Indian Renewable Energy Development Agency Limited
- Trade name: IREDA
- Company type: Public
- Traded as: NSE: IREDA; BSE: 544026;
- Founded: 1987; 39 years ago
- Headquarters: India Habitat Centre, East Court, Core-4A, 1st Floor, Lodi Road, New Delhi, India
- Key people: Pradip Kumar Das (Chairman & MD); Bijay Kumar Mohanty (CFO);
- Revenue: ₹6,755 crore (US$700 million) (2025)
- Operating income: ₹2,103 crore (US$220 million) (2025)
- Net income: ₹1,698 crore (US$180 million) (2025)
- Total assets: ₹79,734 crore (US$8.3 billion) (2025)
- Total equity: ₹10,266 crore (US$1.1 billion) (2025)
- Owner: Government of India (75%)
- Website: www.ireda.in

= Indian Renewable Energy Development Agency =

Indian public sector enterprise

Indian Renewable Energy Development Agency Limited (IREDA) is an Indian public sector enterprise which provides financial assistance and other services to projects related to renewable sources of energy and energy efficiency/conservation. Formed in 1987, IREDA is a Navratna organisation owned by the Government of India and administratively controlled by the Ministry of New and Renewable Energy (MNRE).

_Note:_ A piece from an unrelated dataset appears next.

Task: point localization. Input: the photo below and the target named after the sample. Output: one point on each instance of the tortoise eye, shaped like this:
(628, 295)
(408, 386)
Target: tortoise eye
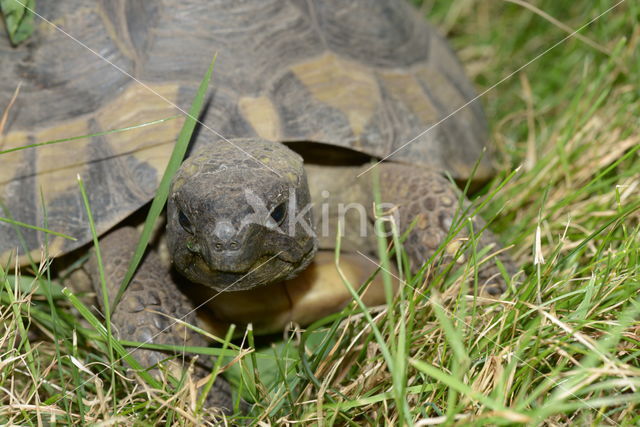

In November 2023, IREDA went public with an initial public offering (IPO), listing on NSE and BSE.

In July 2024, shares of Indian Renewable Energy Development Agency (IREDA) surged the Rs 300 level for the first time, with the stock touching a record high of Rs 304.50 on the NSE.

== Operations ==

Indian Renewable Energy Development Agency Limited is a Public Limited Government Company and a Non-Banking Financial Institution formed with the objective of promoting, developing and extending financial assistance for setting up projects relating to new and renewable sources of energy and energy efficiency/conservation. It is under the administrative control of Ministry of New and Renewable Energy (MNRE).

On 26 April 2024, IREDA was granted "Navratna" status by the Department of Public Enterprises (DPE).

== Objectives and policies ==

- Financing renewable energy projects.
- Supporting green power capacity.
- Financing the setting up of solar manufacturing units.
- Encourage the use of renewable energy to foster sustainable growth.